A dramatic fireball was witnessed in Arizona, presumably terminating near Casa Grande – a name that the fireball would carry with it for some 15 years. Then-21-year-old Robert Ward immediately embarked upon a 30-day expedition, funded by his father (who is since deceased), to recover what would be his home state’s second witnessed fall. Ward interviewed countless witnesses, triangulated the termination point of the fireball, then put boots on the ground and hunted in earnest, yet ultimately in vain, for the strewn field. As would later be shown, he’d collected every necessary data point except for wind speeds at various altitudes, the impact of which upon meteorite distribution wasn’t yet fully understood in the meteorite community.
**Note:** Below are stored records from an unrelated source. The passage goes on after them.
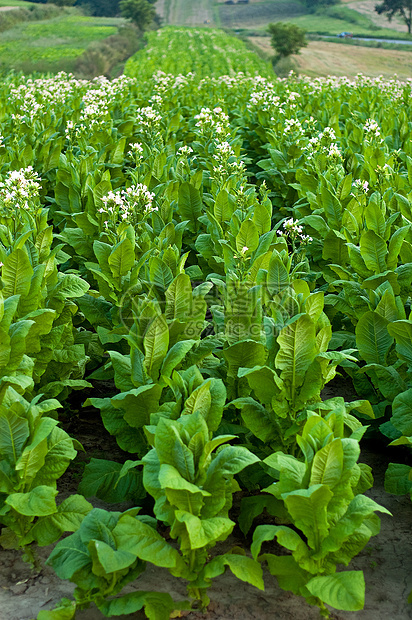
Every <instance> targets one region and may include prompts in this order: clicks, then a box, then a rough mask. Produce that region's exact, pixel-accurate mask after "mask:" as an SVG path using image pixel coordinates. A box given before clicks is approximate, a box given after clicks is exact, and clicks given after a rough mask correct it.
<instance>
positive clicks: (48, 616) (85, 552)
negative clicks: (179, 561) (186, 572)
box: [38, 508, 184, 620]
mask: <svg viewBox="0 0 412 620" xmlns="http://www.w3.org/2000/svg"><path fill="white" fill-rule="evenodd" d="M137 513H138V509H136V508H133V509H131V510H128V511H126V512H123V513H120V512H106V511H105V510H101V509H99V508H94V509H93V510H92V511H91V512H90V513H89V514H88V515H87V516H86V517H85V518H84V519H83V521H82V524H81V526H80V528H79V529H78V530H77V532H75V534H72V536H69V537H68V538H65V539H64V540H62V541H60V542H59V543H58V544H57V545H56V546H55V548H54V549H53V551H52V553H51V555H50V557H49V559H48V560H47V562H48V564H50V565H51V566H53V568H54V570H55V571H56V573H57V575H58V576H59V577H61V579H69V580H70V581H72V582H74V583H75V584H76V589H75V591H74V599H75V600H74V601H68V600H67V599H63V601H62V602H61V603H60V604H59V605H58V606H57V608H55V609H54V610H52V611H51V612H40V614H39V616H38V620H42V618H43V620H49V619H50V620H51V619H54V618H56V620H57V619H59V620H62V619H64V620H66V619H69V620H70V618H73V617H74V613H75V611H76V609H78V610H82V609H87V608H88V607H89V606H90V604H91V603H94V604H95V605H96V606H97V607H98V609H100V610H101V611H102V613H103V614H104V615H105V616H112V615H115V616H117V615H122V614H128V613H134V612H136V611H139V610H140V609H143V608H144V610H145V612H146V616H147V617H148V618H149V619H152V620H155V619H160V620H167V618H169V617H170V614H171V612H172V611H174V610H175V609H179V608H182V607H183V608H184V604H183V605H182V604H179V603H175V602H174V601H173V599H172V598H171V596H170V595H169V594H163V593H160V592H145V591H141V592H133V593H131V594H126V595H123V596H122V597H115V595H116V594H119V592H120V591H121V590H122V589H123V588H124V586H126V585H127V584H128V583H130V582H131V581H133V580H134V579H136V578H137V577H138V576H139V575H140V574H141V573H142V572H143V571H144V570H145V565H146V563H145V561H143V560H142V559H140V558H139V557H138V555H137V553H136V550H137V549H138V547H139V545H140V546H142V545H143V546H144V545H145V544H146V545H147V543H148V542H149V544H150V543H151V544H152V545H153V544H154V545H155V546H156V547H157V551H158V553H159V554H161V553H162V549H163V550H164V548H165V547H167V543H166V542H165V541H164V540H163V539H162V537H161V536H160V535H159V534H158V533H157V532H156V530H155V529H153V526H154V525H155V522H154V520H153V519H150V518H148V517H144V516H140V515H138V514H137ZM132 533H133V534H132ZM130 534H132V535H133V543H132V544H130V543H131V540H130ZM163 556H165V554H164V551H163ZM167 563H168V562H166V564H167ZM48 614H50V616H49V615H48ZM66 614H67V615H66ZM70 614H72V615H70Z"/></svg>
Ward had all but given up on ever recovering a stone from the Casa Grande fireball, but in 2012, he started discussing with me the possibility of soliciting the help of Marc Fries at Galactic Analytics in locating a radar return that might further pinpoint the fall. Given the success in recent years of Fries – who developed and eventually proved his hypothesis that weather radar might indicate the position of falling meteorites – it only made sense, so Ward reached out to Fries in confidence in early 2013, submitting the data he’d collected in 1998. Fries had unsuccessfully searched aerial data for Casa Grande before, but with the help of Ward’s data was finally able to locate the radar return (Ward had been referring to the “Casa Grande” event as “Stanfield” in private since 1998). Ward was ready to hunt as soon as his mother’s recent, then-terminal cancer diagnosis could be sorted out. The hunt had waited almost 15 years, and it could surely wait a little longer under the circumstances.
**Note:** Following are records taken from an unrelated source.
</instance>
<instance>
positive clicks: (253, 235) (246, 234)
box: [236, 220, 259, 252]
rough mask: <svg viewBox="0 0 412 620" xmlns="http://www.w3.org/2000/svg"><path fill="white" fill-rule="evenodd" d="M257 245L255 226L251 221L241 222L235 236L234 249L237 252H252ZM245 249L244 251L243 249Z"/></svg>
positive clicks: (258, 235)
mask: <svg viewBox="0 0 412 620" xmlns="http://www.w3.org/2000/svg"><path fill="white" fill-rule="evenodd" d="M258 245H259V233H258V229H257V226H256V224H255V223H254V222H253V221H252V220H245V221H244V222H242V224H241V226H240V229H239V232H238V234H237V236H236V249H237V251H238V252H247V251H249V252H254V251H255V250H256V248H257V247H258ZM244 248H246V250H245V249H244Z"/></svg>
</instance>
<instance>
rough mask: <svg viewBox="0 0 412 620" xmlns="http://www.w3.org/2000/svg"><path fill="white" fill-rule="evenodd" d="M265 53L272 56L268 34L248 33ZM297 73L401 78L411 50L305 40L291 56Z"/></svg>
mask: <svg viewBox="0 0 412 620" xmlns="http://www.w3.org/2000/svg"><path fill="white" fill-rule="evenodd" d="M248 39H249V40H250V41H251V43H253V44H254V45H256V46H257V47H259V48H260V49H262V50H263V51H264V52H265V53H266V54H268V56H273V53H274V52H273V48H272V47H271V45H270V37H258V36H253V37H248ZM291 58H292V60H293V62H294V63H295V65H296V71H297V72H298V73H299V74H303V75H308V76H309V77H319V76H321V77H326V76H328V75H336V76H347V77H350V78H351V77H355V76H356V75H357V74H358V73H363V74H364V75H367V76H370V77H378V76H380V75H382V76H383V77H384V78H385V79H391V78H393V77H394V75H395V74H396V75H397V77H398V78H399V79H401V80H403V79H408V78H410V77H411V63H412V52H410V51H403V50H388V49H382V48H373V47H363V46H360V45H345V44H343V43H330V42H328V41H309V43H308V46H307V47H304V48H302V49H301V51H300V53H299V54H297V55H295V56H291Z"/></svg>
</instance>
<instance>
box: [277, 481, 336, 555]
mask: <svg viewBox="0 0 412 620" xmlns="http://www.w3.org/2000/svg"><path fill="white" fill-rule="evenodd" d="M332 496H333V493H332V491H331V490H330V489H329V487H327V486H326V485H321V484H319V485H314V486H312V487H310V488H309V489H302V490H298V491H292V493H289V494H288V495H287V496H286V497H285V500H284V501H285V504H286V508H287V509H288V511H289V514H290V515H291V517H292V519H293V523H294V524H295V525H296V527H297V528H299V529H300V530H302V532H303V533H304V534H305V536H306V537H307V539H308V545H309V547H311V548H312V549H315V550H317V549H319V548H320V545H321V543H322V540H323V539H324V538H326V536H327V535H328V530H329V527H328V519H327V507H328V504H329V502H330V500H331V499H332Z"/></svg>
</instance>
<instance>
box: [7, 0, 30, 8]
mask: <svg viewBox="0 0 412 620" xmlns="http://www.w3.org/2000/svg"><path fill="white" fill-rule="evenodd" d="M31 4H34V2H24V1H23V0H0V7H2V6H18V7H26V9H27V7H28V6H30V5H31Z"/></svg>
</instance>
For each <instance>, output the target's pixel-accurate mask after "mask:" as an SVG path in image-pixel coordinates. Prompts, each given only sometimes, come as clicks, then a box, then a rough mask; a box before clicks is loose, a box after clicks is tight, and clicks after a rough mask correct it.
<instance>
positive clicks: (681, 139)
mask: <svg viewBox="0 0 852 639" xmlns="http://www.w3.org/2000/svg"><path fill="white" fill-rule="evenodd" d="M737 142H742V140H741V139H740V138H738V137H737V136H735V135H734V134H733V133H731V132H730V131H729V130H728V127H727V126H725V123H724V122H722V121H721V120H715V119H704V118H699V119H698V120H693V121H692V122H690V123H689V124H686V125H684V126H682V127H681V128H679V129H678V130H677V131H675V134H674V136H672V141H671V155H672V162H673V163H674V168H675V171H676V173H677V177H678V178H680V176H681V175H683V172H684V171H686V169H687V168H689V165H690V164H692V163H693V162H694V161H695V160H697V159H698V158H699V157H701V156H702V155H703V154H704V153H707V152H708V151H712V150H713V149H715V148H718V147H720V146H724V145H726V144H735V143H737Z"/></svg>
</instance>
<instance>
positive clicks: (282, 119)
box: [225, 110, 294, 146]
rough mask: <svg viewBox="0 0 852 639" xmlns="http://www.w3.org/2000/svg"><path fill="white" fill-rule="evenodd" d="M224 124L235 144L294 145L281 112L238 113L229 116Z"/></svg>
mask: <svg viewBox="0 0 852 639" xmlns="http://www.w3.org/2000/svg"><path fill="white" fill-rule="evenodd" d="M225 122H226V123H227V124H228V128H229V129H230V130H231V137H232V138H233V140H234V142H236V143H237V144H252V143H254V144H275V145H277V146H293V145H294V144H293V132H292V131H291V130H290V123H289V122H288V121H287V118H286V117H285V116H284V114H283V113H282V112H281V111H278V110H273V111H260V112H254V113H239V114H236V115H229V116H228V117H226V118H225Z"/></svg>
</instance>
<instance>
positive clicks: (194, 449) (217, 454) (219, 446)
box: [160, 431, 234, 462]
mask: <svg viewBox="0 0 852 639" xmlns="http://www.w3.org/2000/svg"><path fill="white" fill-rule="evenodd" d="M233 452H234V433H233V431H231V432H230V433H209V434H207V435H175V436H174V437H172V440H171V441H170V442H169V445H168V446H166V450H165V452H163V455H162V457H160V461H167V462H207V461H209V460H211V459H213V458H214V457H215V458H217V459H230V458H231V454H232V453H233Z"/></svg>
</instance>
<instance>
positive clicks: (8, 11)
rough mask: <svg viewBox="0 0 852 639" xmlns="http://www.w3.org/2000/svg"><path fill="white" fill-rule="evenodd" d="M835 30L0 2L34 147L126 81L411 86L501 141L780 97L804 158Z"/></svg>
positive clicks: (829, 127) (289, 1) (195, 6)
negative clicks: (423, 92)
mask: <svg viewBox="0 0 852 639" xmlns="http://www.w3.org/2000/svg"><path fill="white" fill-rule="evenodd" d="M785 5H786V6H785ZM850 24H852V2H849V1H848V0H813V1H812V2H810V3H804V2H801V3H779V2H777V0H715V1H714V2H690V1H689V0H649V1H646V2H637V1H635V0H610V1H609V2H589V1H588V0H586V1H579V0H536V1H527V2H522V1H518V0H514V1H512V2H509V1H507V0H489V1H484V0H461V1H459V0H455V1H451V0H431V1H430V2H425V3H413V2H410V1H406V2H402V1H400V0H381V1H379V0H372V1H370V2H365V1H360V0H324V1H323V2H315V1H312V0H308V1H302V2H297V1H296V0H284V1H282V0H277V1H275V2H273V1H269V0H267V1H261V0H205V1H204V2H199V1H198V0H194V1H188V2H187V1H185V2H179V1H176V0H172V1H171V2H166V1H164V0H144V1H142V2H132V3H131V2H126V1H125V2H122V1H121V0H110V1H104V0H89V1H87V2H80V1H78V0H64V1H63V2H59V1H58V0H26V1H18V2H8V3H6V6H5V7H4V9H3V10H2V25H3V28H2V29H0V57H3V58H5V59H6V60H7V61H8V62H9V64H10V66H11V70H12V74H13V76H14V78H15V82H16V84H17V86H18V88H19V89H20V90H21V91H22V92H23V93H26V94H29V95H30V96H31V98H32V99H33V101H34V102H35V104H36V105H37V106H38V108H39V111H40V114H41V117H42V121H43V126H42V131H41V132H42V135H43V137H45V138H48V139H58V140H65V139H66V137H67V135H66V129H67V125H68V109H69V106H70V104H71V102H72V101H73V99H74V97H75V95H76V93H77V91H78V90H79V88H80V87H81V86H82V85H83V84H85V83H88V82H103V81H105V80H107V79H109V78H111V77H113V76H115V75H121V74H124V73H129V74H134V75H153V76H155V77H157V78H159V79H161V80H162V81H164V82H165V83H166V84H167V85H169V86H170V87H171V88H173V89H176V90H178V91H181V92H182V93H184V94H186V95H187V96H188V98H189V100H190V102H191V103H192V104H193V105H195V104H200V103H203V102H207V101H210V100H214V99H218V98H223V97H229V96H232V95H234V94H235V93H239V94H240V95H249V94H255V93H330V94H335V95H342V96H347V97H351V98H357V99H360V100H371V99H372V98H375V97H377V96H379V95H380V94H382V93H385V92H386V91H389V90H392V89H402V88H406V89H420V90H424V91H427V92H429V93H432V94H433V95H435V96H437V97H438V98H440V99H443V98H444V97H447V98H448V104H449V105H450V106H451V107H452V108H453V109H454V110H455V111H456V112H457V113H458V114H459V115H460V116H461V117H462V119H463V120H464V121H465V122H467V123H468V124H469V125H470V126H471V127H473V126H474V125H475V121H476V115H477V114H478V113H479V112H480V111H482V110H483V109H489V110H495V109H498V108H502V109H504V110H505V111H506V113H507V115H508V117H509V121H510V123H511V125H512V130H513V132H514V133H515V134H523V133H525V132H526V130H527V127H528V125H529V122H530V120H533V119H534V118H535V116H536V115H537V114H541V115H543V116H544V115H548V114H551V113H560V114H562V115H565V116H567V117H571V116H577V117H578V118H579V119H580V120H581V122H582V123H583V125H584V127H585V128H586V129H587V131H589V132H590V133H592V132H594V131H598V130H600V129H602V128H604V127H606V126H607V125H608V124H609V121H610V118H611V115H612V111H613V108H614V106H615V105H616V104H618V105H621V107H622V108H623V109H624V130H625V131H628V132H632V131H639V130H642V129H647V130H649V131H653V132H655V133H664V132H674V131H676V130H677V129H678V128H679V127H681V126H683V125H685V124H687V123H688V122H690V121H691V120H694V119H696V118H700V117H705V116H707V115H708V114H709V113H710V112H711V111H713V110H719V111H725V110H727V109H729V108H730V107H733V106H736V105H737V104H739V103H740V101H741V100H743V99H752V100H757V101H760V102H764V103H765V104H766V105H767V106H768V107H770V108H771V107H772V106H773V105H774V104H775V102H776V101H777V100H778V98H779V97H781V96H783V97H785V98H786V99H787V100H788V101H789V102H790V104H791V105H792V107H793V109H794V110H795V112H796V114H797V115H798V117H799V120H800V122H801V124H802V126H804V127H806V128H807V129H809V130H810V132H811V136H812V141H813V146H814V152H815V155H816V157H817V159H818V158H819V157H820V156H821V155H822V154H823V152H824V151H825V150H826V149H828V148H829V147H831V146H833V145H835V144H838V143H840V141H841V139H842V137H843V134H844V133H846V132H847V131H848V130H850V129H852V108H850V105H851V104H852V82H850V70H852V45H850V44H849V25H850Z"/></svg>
But while Galactic Analytics was analyzing and confirming the radar images located with Ward’s confidential data from 1998, the radar returns were somehow passed along by one of Fries’ colleagues to another meteorite hunting team, who subsequently and soon proudly announced the recovery of the first Indian Butte meteorite – to the astonishment of Ward, who had until then been unaware of the leak and was not so much as mentioned in the communique. While it was one of Ward’s earliest dreams in the meteorite arena to personally recover the first stone from this historic Arizona event, he was glad to know that his hard work had paid off and that the strewn field had finally been located.
On April 7, 2013, Ward found his first Indian Butte meteorite, and surely many more recoveries are yet to come for him in this strewn field that most likely would have been lost to history were it not for his hard work and determination. At the time of this writing, Mrs. Ward’s prognosis had dramatically and thankfully improved.